The Feds have a new rule [Rule text] barring the use of pre-dispute arbitration agreements with patients in long-term care facilities that participate in Medicare and Medicaid programs. There are almost 1.5 million patients in such facilities.
Update 11/08/2016: A federal district court issued a preliminary injunction barring enforcement of the rule. American Health Care Association v. Burwell (ND Miss 11/07/2016) [Opinion text] [My comments on this decision] .
The new rule by the Centers for Medicare & Medicaid Services takes effect on November 28, 2016. It prohibits entering into pre-dispute arbitration agreements, and prohibits requiring signing an arbitration agreement as a condition of admission. The rule does permit facilities to ask for an arbitration agreement after a dispute arises, but this is subject to a number of requirements.
It's really not clear to me what happens to all the pre-dispute arbitration agreements that patients have already signed.
Here is the text of 42 CFR 483.70(n) Binding arbitration agreements.
(1) A facility must not enter into a pre-dispute agreement for binding arbitration with any resident or resident's representative nor require that a resident sign an arbitration agreement as a condition of admission to the LTC facility.
(2) If, after a dispute between the facility and a resident arises, and a facility chooses to ask a resident or his or her representative to enter into an agreement for binding arbitration, the facility must comply with all of the requirements in this section.
(i) The facility must ensure that:
(A) The agreement is explained to the resident and their representative in a form and manner that he or she understands, including in a language the resident and their representative understands, and
(B) The resident acknowledges that he or she understands the agreement.
(ii) The agreement must:
(A) Be entered into by the resident voluntarily.
(B) Provide for the selection of a neutral arbitrator agreed upon by both parties.
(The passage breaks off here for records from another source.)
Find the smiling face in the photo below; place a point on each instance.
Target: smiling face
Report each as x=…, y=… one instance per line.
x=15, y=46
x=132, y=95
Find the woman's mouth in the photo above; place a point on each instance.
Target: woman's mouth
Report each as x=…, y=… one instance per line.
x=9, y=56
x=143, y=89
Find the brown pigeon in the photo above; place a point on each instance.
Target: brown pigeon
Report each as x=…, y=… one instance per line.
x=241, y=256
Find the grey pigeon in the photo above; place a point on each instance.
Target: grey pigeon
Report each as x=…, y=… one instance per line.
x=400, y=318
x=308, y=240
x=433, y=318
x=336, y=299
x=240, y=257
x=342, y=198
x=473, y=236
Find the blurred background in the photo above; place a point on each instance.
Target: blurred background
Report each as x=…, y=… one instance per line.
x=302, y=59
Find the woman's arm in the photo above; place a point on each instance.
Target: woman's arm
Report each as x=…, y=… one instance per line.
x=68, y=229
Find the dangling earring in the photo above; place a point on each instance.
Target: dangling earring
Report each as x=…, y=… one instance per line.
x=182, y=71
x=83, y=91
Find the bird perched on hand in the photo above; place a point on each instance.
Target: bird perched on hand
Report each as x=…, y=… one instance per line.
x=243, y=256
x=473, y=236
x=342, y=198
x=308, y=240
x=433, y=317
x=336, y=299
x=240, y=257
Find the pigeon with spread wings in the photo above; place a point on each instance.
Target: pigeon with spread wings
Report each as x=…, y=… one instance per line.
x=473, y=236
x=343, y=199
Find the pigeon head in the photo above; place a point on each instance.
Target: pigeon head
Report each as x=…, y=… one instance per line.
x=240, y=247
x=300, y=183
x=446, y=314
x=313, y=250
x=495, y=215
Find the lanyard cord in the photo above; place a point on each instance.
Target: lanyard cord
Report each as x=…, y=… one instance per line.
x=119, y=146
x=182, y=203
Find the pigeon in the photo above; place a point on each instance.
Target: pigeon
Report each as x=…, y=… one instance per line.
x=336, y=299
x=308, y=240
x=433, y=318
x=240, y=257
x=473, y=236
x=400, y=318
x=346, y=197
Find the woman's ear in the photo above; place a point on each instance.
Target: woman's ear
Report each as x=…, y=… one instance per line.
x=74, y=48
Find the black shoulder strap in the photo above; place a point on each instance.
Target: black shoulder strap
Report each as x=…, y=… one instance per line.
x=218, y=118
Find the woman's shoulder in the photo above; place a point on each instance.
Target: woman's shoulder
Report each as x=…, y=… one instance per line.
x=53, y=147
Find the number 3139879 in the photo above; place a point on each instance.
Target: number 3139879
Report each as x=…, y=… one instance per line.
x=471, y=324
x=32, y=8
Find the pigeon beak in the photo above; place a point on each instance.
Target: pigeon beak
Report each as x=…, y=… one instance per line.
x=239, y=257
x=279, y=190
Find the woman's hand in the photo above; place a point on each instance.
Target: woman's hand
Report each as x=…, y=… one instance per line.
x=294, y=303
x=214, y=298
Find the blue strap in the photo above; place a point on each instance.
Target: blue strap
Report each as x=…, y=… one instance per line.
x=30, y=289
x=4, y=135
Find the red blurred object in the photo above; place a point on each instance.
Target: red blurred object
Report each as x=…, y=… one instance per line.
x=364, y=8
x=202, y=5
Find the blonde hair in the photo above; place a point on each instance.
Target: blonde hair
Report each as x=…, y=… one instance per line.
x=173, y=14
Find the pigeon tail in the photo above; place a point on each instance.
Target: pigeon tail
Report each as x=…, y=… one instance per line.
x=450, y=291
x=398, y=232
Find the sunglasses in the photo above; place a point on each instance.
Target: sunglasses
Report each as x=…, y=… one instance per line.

(C) Provide for selection of a venue convenient to both parties.
(iii) A resident's continuing right to remain in the facility must not be contingent upon the resident or the resident's representative signing a binding arbitration agreement.
(iv) The agreement must not contain any language that prohibits or discourages the resident or anyone else from communicating with federal, state, or local officials, including but not limited to, federal and state surveyors, other federal or state health department employees, and representatives of the Office of the State Long-Term Care Ombudsman, in accordance with § 483.10(k).
(v) The agreement may be signed by another individual if:
(A) Allowed by state law;
(B) All of the requirements in this section are met; and
(C) That individual has no interest in the facility.
(vi) When the facility and a resident resolve a dispute with arbitration, a copy of the signed agreement for binding arbitration and the arbitrator's final decision must be retained by the facility for 5 years and be available for inspection upon request by CMS or its designee.